US 11,892,913 B2
	Data lineage based multi-data store recovery
Tarun Thakur, Fremont, CA (US); Pin Zhou, San Jose, CA (US); and Prasenjit Sarkar, Los Gatos, CA (US)
Assigned to Rubrik, Inc., Palo Alto, CA (US)
Filed by Rubrik, Inc., Palo Alto, CA (US)
Filed on Jan. 5, 2016, as Appl. No. 14/988,307.
Claims priority of provisional application 62/099,747, filed on Jan. 5, 2015.
Prior Publication US 2016/0196187 A1, Jul. 7, 2016
Int. Cl. G06F 16/00 (2019.01); G06F 11/14 (2006.01); G06F 16/21 (2019.01); G06F 16/23 (2019.01)

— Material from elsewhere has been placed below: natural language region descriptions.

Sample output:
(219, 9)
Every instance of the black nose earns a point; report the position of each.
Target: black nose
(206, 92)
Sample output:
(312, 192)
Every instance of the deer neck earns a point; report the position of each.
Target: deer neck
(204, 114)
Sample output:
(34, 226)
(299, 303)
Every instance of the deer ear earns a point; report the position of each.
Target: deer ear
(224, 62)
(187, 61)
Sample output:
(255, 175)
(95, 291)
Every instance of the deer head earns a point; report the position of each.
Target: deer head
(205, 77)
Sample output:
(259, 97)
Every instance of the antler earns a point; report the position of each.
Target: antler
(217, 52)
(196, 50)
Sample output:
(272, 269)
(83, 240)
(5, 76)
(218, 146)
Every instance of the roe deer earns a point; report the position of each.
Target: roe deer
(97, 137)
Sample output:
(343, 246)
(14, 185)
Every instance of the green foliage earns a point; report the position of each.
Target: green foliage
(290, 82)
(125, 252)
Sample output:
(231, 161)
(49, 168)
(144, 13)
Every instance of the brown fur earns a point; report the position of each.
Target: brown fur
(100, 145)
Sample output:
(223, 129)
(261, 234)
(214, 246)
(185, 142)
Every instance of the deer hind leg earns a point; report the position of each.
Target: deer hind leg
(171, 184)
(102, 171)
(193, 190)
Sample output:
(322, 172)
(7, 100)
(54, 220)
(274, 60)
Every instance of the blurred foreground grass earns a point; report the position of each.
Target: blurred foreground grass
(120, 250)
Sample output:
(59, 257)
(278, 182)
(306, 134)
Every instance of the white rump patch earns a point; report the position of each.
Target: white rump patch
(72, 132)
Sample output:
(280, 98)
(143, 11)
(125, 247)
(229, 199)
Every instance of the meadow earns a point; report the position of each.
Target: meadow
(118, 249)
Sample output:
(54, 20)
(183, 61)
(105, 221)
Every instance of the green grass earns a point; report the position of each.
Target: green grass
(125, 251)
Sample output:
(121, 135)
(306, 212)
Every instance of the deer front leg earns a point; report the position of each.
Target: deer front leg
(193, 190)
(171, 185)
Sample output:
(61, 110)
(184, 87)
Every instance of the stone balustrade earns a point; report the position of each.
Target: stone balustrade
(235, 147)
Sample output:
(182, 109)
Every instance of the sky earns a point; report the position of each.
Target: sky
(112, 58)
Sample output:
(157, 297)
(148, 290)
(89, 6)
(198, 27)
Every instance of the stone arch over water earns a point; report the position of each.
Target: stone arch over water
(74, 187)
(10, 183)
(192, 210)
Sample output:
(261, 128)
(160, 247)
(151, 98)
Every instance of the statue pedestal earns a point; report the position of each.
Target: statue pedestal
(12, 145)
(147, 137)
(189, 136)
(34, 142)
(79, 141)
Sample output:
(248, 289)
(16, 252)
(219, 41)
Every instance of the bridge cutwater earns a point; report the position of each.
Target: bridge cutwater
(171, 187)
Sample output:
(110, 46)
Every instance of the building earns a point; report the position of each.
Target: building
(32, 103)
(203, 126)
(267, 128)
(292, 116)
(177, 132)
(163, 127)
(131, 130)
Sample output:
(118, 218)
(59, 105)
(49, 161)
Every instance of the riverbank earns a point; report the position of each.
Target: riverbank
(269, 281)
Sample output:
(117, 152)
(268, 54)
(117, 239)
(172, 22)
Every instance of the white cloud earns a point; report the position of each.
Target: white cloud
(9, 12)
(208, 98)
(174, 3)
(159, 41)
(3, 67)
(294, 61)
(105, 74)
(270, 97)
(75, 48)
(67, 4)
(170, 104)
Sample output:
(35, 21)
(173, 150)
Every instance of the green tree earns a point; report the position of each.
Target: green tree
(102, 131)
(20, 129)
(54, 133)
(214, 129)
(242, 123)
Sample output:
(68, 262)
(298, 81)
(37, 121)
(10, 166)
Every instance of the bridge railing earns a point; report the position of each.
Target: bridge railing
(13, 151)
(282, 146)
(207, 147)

CPC G06F 11/1451 (2013.01) [G06F 11/1469 (2013.01); G06F 16/219 (2019.01); G06F 16/2329 (2019.01); G06F 2201/80 (2013.01)]

20 Claims

1. A non-transitory computer readable storage medium having instructions stored thereon for performing data lineage based multi-data store recovery, the instructions, when executed by one or more hardware-implemented processors of a data recovery system, configured to direct the data recovery system to:

identify that a first version of a first table of a plurality of tables comprises a corrupt version of first data, the corrupt version of the first data comprising at least one corrupt data file and one or more correct versions of data files included in the first data;

identify a prior version of the first table that comprises a correct version of the first data, the correct version of the first data comprising a respective correct version of the at least one corrupt data file and the one or more correct versions of data files included in the first data;

restore the first data by replacing the at least one corrupt data file with the correct version of the at least one data file while maintaining the one or more correct versions of the data files included in the first data and using the correct version of the first data stored in the prior version of the first table;

identify, based at least in part on a review of data lineage for the plurality of tables, a set of second tables that descend from the first table and include respective sets of second data that stem from the first data including the at least one corrupt data file;

identify, for the set of second tables, respective prior versions of the set of second tables that comprise correct versions of the respective sets of second data based at least in part on the correct version of the first data, wherein the identified prior versions of at least two of the set of second tables are associated with different propagation times for the corrupt version of the first data; and

restore the respective sets of second data using the correct versions of the respective sets of second data stored in the identified prior versions of the set of second tables.